Dynamic Workflows, available in research preview for Claude Code on Enterprise, Team, and Max plans, lets Claude plan a task and then run hundreds of parallel subagents in a single session. Anthropic gives codebase-scale migrations across hundreds of thousands of lines of code as the reference use case, using the existing test suite as the acceptance bar. This is a meaningful architectural addition: previously, that scale of autonomous refactoring required external orchestration. Whether Opus 4.8’s improved self-correction judgment transfers reliably to that multi-agent context, where errors compound, is the open question.
Fast mode for Opus 4.8 runs at 2.5 times the speed at $10 per million input tokens and $50 per million output tokens, which Anthropic says is three times cheaper than fast mode was for previous models. That pricing shift matters for the cost-structure argument that has been building since Anthropic’s compute ratio entered focus: if a frontier model’s fast tier costs less than a prior generation’s fast tier, the path-to-profit story improves without requiring architectural breakthroughs.
The Mythos context is worth naming directly. Anthropic’s announcement confirms that Claude Mythos Preview is currently deployed to a small set of organizations for cybersecurity work under Project Glasswing, with general availability contingent on completing stronger cyber safeguards. Anthropic says it expects to bring Mythos-class models to all customers “in the coming weeks.” Opus 4.8 is positioned as the highest-capability generally available model until that release.

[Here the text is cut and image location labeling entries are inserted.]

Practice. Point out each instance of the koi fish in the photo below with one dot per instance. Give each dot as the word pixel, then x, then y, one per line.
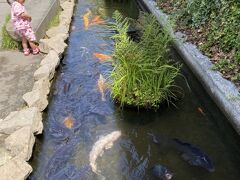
pixel 102 86
pixel 161 172
pixel 86 19
pixel 200 110
pixel 105 142
pixel 97 20
pixel 68 122
pixel 101 57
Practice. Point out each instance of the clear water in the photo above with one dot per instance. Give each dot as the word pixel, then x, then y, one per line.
pixel 60 153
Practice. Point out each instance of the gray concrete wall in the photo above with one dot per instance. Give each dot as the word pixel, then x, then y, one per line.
pixel 223 92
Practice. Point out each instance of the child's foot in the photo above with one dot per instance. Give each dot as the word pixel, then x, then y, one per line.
pixel 26 51
pixel 36 50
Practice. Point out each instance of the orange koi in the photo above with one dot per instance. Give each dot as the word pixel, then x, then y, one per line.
pixel 102 86
pixel 97 20
pixel 200 110
pixel 86 19
pixel 101 57
pixel 68 122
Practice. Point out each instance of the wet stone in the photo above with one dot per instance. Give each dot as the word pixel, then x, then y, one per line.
pixel 55 43
pixel 61 28
pixel 15 169
pixel 18 119
pixel 51 58
pixel 45 71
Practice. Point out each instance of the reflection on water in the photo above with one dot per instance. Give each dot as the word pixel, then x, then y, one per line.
pixel 78 116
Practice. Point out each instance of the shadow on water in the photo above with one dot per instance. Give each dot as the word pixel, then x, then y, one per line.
pixel 77 117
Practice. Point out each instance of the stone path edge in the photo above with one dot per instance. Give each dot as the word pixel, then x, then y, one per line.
pixel 223 92
pixel 18 128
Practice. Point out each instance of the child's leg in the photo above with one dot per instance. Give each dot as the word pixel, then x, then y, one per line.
pixel 24 43
pixel 26 51
pixel 32 45
pixel 35 49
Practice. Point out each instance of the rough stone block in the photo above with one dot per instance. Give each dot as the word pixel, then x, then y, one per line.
pixel 20 143
pixel 4 155
pixel 51 58
pixel 55 43
pixel 62 28
pixel 15 169
pixel 18 119
pixel 45 71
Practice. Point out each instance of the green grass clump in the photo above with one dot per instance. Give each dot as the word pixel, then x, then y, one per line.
pixel 7 41
pixel 143 75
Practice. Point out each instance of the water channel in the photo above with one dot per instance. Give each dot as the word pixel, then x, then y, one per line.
pixel 63 152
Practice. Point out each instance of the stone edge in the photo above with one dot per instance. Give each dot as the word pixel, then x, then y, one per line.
pixel 41 88
pixel 223 92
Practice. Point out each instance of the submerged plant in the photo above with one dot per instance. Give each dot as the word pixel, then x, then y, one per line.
pixel 143 74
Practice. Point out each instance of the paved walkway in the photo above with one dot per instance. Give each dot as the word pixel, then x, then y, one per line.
pixel 5 10
pixel 16 73
pixel 16 78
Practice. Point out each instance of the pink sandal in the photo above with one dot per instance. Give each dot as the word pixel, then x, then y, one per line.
pixel 35 51
pixel 26 51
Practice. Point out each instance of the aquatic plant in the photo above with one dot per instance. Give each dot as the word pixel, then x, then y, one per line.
pixel 143 74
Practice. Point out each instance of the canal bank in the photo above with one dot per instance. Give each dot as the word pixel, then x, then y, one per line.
pixel 224 93
pixel 78 119
pixel 17 130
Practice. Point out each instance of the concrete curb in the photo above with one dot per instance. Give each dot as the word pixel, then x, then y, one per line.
pixel 223 92
pixel 18 128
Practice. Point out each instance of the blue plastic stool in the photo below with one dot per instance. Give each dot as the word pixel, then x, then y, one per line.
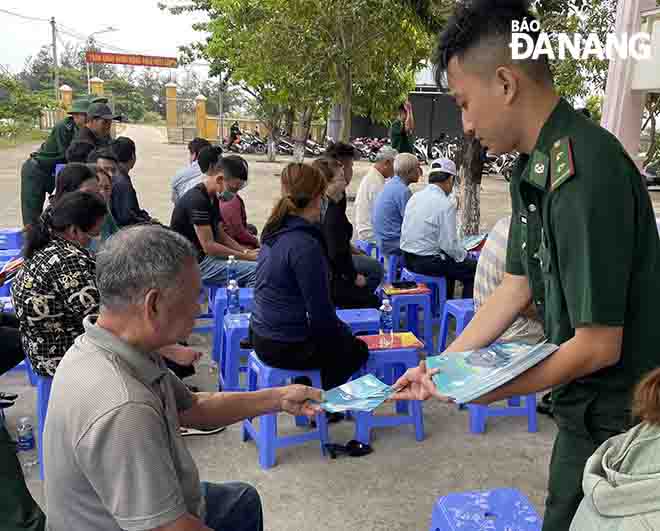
pixel 394 263
pixel 362 321
pixel 492 510
pixel 43 395
pixel 207 296
pixel 438 287
pixel 479 414
pixel 11 238
pixel 368 248
pixel 463 311
pixel 412 303
pixel 235 328
pixel 390 365
pixel 261 376
pixel 246 301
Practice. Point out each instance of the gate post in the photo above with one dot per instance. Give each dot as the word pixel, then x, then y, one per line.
pixel 200 115
pixel 170 106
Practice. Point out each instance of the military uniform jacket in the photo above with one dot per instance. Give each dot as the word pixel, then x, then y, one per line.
pixel 583 232
pixel 53 150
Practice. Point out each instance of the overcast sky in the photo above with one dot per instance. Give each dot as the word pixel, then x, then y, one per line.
pixel 142 27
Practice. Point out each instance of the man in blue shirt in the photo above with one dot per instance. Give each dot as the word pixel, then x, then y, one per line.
pixel 391 203
pixel 429 239
pixel 190 176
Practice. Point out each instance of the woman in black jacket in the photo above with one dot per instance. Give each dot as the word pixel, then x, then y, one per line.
pixel 349 288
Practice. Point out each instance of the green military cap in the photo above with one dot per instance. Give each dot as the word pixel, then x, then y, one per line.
pixel 101 110
pixel 79 106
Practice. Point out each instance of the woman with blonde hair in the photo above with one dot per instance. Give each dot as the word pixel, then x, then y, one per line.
pixel 622 478
pixel 294 324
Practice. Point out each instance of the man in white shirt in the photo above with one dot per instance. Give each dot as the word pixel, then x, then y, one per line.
pixel 428 235
pixel 371 185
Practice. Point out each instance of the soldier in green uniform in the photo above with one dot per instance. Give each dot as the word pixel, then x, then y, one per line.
pixel 403 129
pixel 38 172
pixel 583 245
pixel 96 130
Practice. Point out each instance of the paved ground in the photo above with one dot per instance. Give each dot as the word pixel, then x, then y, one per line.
pixel 392 489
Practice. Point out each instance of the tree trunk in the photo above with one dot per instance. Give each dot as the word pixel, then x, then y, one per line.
pixel 301 142
pixel 289 118
pixel 470 188
pixel 347 105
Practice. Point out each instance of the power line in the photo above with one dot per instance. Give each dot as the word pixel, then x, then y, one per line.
pixel 25 17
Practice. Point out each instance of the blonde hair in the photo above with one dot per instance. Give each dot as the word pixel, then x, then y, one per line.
pixel 646 402
pixel 301 184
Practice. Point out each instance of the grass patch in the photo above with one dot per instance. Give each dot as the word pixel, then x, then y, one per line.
pixel 24 137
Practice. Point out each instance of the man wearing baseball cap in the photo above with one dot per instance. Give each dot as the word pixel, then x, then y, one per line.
pixel 99 121
pixel 428 235
pixel 38 172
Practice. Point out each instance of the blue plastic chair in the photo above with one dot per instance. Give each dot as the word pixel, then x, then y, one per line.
pixel 235 329
pixel 369 248
pixel 262 376
pixel 44 384
pixel 463 311
pixel 11 238
pixel 389 365
pixel 412 303
pixel 394 264
pixel 494 510
pixel 438 287
pixel 246 301
pixel 361 321
pixel 479 414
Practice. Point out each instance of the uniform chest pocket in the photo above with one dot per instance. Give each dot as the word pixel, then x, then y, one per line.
pixel 544 258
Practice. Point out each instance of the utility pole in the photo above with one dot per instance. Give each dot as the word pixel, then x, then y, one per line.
pixel 55 67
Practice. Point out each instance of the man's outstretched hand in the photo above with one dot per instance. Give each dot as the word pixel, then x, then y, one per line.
pixel 301 400
pixel 416 384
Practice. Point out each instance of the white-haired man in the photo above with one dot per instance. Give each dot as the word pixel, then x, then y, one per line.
pixel 390 205
pixel 371 185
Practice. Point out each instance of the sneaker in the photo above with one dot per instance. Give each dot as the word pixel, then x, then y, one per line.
pixel 189 432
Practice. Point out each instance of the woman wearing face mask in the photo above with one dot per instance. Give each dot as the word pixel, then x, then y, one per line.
pixel 56 287
pixel 294 323
pixel 349 288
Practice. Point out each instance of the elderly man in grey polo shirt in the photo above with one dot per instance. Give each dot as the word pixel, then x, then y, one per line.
pixel 113 455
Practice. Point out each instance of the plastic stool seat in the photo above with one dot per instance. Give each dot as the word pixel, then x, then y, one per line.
pixel 11 238
pixel 361 321
pixel 438 287
pixel 261 376
pixel 412 302
pixel 463 311
pixel 389 365
pixel 235 329
pixel 494 510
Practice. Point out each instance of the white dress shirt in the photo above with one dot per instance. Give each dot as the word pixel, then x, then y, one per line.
pixel 370 186
pixel 429 225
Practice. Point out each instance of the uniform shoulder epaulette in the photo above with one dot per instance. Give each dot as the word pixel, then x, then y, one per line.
pixel 562 166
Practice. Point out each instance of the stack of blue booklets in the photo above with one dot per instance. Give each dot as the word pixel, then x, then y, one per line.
pixel 362 394
pixel 465 376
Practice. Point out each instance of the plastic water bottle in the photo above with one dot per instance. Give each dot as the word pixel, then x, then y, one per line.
pixel 26 448
pixel 233 302
pixel 386 324
pixel 231 269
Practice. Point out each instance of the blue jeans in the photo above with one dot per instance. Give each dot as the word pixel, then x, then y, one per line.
pixel 214 271
pixel 232 506
pixel 371 268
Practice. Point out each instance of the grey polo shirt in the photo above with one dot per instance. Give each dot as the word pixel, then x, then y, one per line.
pixel 113 455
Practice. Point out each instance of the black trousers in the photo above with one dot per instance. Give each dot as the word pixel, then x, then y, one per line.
pixel 11 351
pixel 436 266
pixel 338 357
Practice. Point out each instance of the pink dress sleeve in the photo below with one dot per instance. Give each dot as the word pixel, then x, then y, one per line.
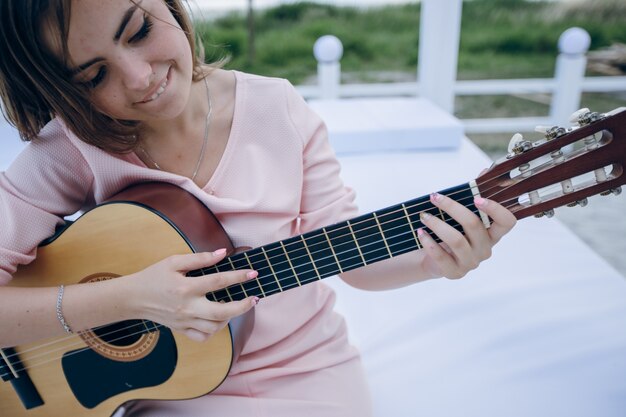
pixel 325 199
pixel 47 181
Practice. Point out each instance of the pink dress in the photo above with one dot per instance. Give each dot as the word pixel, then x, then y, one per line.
pixel 278 177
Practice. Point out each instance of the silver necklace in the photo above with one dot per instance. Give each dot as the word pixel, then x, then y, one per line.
pixel 206 137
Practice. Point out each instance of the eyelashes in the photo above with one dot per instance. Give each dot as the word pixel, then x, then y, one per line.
pixel 144 30
pixel 141 34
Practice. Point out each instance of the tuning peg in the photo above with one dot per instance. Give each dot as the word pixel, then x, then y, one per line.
pixel 548 213
pixel 581 203
pixel 576 116
pixel 518 145
pixel 515 139
pixel 614 191
pixel 551 132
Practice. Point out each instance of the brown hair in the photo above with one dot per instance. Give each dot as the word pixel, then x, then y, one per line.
pixel 36 85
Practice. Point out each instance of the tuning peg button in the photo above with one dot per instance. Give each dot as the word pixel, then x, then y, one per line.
pixel 575 117
pixel 515 139
pixel 614 191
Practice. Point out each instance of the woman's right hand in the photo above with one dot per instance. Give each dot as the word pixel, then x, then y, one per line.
pixel 164 294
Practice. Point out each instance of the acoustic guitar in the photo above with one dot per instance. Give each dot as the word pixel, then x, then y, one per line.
pixel 94 372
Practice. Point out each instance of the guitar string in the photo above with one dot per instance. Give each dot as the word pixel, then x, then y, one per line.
pixel 143 322
pixel 77 341
pixel 157 325
pixel 374 227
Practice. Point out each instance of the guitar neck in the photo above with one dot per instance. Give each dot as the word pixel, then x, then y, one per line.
pixel 334 249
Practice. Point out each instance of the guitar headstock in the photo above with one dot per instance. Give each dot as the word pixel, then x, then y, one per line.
pixel 562 169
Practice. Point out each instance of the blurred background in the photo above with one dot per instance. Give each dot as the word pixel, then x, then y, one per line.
pixel 499 40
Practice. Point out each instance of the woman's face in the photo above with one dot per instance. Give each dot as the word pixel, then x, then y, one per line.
pixel 136 60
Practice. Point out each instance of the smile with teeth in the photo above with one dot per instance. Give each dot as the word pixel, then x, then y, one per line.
pixel 158 92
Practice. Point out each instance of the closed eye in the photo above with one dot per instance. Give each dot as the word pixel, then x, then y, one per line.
pixel 143 31
pixel 95 81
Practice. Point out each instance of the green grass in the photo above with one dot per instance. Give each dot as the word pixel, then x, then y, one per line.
pixel 499 38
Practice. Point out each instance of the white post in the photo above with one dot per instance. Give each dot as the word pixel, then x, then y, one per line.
pixel 440 31
pixel 328 51
pixel 569 74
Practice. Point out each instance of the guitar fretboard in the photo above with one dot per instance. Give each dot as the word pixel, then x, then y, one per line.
pixel 334 249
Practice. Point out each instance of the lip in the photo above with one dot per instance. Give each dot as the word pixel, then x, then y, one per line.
pixel 148 97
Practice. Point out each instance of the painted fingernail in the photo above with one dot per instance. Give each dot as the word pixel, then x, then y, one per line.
pixel 436 197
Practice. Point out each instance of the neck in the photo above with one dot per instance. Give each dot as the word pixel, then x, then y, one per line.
pixel 334 249
pixel 157 133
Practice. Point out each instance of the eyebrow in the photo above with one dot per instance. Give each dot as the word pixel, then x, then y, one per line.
pixel 116 38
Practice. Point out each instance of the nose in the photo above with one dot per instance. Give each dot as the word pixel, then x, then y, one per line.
pixel 136 72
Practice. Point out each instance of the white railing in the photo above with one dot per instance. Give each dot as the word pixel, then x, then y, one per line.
pixel 436 78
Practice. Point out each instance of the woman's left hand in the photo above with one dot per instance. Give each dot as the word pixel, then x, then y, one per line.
pixel 458 253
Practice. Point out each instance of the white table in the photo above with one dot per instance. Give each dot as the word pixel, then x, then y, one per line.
pixel 538 330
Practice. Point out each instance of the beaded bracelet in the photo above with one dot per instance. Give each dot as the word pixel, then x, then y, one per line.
pixel 60 312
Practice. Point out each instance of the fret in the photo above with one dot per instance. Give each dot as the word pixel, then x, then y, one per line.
pixel 357 243
pixel 320 251
pixel 382 234
pixel 442 215
pixel 266 279
pixel 300 260
pixel 8 364
pixel 345 246
pixel 281 266
pixel 332 249
pixel 150 326
pixel 254 282
pixel 211 296
pixel 295 275
pixel 406 214
pixel 399 229
pixel 269 263
pixel 308 251
pixel 371 238
pixel 230 297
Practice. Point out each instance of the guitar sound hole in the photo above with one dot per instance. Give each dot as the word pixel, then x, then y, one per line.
pixel 123 333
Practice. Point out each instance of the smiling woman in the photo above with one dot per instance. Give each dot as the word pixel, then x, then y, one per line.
pixel 128 125
pixel 57 82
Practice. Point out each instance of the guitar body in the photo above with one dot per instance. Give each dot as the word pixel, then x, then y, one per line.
pixel 93 373
pixel 111 240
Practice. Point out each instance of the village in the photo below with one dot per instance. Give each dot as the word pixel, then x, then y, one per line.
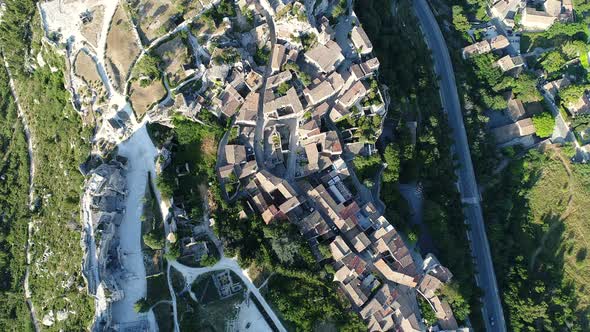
pixel 287 156
pixel 294 89
pixel 503 37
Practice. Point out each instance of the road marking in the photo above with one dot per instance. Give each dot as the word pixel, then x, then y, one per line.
pixel 470 200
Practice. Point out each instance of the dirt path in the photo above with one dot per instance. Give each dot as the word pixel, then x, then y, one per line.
pixel 29 139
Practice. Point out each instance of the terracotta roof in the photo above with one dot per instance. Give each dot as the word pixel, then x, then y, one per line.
pixel 394 276
pixel 360 40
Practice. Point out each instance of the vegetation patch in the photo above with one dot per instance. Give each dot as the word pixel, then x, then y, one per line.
pixel 176 57
pixel 91 30
pixel 122 48
pixel 14 184
pixel 536 213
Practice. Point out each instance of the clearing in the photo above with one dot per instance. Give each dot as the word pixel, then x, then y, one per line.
pixel 175 56
pixel 122 48
pixel 85 68
pixel 143 98
pixel 155 18
pixel 567 204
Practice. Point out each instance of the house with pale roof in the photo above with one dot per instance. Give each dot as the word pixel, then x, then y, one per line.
pixel 323 89
pixel 508 62
pixel 510 133
pixel 505 10
pixel 326 33
pixel 249 111
pixel 353 95
pixel 360 40
pixel 278 57
pixel 229 101
pixel 285 106
pixel 278 79
pixel 553 87
pixel 339 248
pixel 235 154
pixel 537 20
pixel 485 46
pixel 580 106
pixel 515 110
pixel 393 276
pixel 325 57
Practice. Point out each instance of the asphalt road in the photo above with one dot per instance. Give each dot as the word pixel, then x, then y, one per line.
pixel 486 279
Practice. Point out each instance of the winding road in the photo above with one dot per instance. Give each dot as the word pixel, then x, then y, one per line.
pixel 470 197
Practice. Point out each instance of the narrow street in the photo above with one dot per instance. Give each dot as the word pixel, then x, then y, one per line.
pixel 260 121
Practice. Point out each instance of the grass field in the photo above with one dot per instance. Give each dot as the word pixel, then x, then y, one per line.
pixel 211 312
pixel 562 196
pixel 538 226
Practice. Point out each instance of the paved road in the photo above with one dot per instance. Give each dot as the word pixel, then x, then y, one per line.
pixel 470 197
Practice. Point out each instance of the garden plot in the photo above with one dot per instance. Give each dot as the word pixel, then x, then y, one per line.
pixel 91 30
pixel 142 98
pixel 155 18
pixel 176 59
pixel 122 49
pixel 85 68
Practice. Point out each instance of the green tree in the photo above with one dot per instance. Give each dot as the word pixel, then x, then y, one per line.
pixel 141 305
pixel 460 20
pixel 524 87
pixel 452 294
pixel 486 70
pixel 391 157
pixel 209 260
pixel 154 239
pixel 426 310
pixel 544 124
pixel 572 93
pixel 553 61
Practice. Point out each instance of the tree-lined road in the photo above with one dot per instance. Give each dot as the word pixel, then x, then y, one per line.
pixel 486 278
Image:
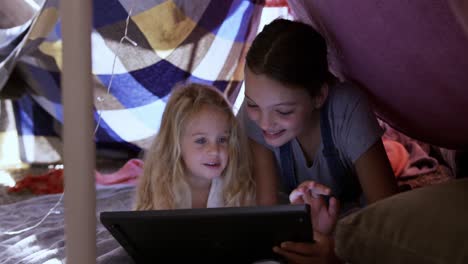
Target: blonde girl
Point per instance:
(199, 158)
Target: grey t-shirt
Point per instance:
(354, 129)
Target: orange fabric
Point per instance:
(51, 182)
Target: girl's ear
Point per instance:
(321, 97)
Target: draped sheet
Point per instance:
(176, 41)
(410, 56)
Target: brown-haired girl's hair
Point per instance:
(163, 184)
(292, 53)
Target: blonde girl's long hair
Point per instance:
(163, 184)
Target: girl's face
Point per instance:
(204, 143)
(282, 112)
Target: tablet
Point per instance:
(209, 235)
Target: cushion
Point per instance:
(426, 225)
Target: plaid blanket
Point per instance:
(167, 42)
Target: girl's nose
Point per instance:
(265, 121)
(213, 148)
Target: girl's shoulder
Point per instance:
(347, 92)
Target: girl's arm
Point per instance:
(375, 173)
(265, 174)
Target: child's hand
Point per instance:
(323, 216)
(322, 251)
(307, 189)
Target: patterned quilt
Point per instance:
(140, 50)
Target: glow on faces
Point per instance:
(282, 112)
(204, 143)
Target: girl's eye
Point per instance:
(200, 141)
(284, 112)
(222, 139)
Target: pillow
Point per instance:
(426, 225)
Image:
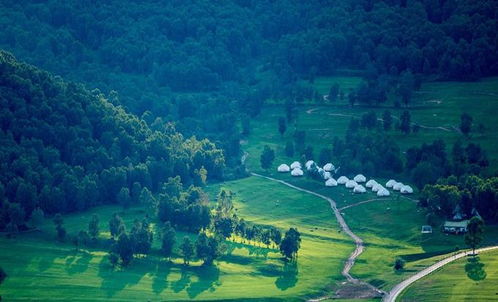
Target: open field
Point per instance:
(436, 107)
(38, 267)
(462, 280)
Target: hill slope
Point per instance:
(64, 148)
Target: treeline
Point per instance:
(236, 54)
(463, 197)
(65, 149)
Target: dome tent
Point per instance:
(360, 178)
(297, 172)
(390, 183)
(351, 184)
(359, 189)
(377, 188)
(342, 180)
(370, 183)
(383, 192)
(309, 164)
(397, 186)
(283, 168)
(406, 190)
(328, 167)
(295, 165)
(331, 182)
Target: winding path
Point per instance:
(358, 241)
(398, 288)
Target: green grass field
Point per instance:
(462, 280)
(40, 268)
(437, 104)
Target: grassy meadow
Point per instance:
(462, 280)
(38, 267)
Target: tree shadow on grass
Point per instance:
(160, 282)
(115, 280)
(475, 269)
(78, 262)
(207, 279)
(288, 277)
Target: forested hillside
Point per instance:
(240, 53)
(64, 148)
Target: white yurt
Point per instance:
(390, 183)
(328, 167)
(397, 186)
(383, 192)
(351, 184)
(342, 180)
(283, 168)
(406, 190)
(370, 183)
(331, 182)
(359, 189)
(309, 164)
(297, 172)
(377, 188)
(295, 165)
(360, 178)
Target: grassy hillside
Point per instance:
(38, 267)
(459, 281)
(436, 108)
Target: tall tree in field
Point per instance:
(267, 157)
(125, 249)
(405, 122)
(93, 226)
(333, 92)
(465, 123)
(168, 240)
(290, 244)
(187, 249)
(387, 120)
(116, 225)
(475, 233)
(282, 125)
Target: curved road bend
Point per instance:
(358, 242)
(397, 289)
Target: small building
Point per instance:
(426, 229)
(455, 227)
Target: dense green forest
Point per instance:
(65, 148)
(207, 65)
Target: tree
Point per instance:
(267, 157)
(187, 249)
(282, 125)
(116, 225)
(465, 123)
(93, 226)
(124, 198)
(61, 231)
(3, 275)
(37, 217)
(290, 244)
(387, 120)
(333, 92)
(124, 248)
(404, 125)
(399, 263)
(168, 240)
(475, 233)
(289, 149)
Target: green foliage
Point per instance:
(267, 157)
(475, 233)
(290, 244)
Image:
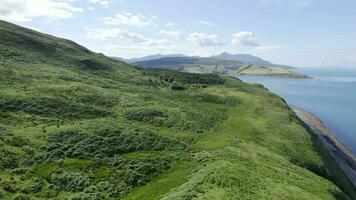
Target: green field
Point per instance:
(78, 125)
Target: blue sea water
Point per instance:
(331, 96)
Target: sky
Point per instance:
(300, 33)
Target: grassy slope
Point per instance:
(75, 124)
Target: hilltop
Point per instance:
(75, 124)
(225, 64)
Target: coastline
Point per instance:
(338, 151)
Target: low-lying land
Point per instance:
(219, 66)
(78, 125)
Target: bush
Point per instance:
(107, 143)
(177, 86)
(70, 182)
(219, 99)
(146, 114)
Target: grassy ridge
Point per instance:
(78, 125)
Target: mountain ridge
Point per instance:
(75, 124)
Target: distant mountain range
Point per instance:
(225, 63)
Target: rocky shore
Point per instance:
(340, 152)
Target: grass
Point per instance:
(77, 125)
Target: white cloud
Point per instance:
(206, 23)
(25, 10)
(204, 39)
(115, 33)
(296, 3)
(268, 47)
(172, 34)
(127, 18)
(104, 3)
(156, 43)
(245, 38)
(170, 24)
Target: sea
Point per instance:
(330, 95)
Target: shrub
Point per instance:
(146, 114)
(71, 182)
(177, 86)
(106, 143)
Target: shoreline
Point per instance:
(338, 151)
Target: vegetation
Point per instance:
(77, 125)
(221, 65)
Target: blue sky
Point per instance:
(294, 32)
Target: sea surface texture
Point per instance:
(331, 96)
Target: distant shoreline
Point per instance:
(338, 151)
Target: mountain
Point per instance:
(75, 124)
(249, 59)
(150, 57)
(192, 64)
(220, 66)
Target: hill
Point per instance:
(150, 57)
(78, 125)
(220, 66)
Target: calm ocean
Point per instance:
(331, 96)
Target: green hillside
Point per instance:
(78, 125)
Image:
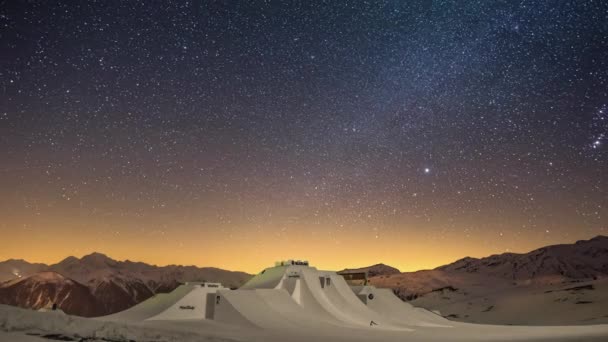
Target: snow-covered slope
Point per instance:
(112, 285)
(585, 259)
(44, 289)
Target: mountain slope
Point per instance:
(44, 289)
(110, 285)
(584, 259)
(560, 284)
(372, 271)
(16, 268)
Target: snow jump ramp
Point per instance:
(384, 302)
(323, 295)
(188, 301)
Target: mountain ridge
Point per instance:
(111, 285)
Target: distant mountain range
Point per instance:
(470, 289)
(544, 284)
(583, 260)
(96, 285)
(372, 271)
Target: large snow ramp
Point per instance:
(247, 308)
(150, 307)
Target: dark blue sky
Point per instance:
(477, 123)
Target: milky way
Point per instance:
(411, 132)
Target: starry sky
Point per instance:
(234, 134)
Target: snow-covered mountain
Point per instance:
(545, 282)
(44, 289)
(17, 268)
(99, 284)
(586, 259)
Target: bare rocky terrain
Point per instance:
(553, 285)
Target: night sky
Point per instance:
(234, 134)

The broader competitive read is that Opus 4.8 is incremental: a narrower gap closed on benchmarks, a cost reduction on the fast tier, and a set of product controls that bring previously manual practices (model-tier selection, orchestration architecture) into the model interface itself. Frontier labs are converging on similar capability levels, and the differentiation is shifting toward product surface: how controllable, how auditable, and how predictable the system is across long-horizon tasks.
Coding-agent teams should benchmark Opus 4.8’s self-correction behavior specifically on their failure cases before switching from 4.7, test whether Dynamic Workflows’ parallel subagent outputs remain coherent at the merge step, and check whether the default “high” effort setting changes token spend in ways that affect their current cost models.
Published on the Anthropic blog on 2026-05-29.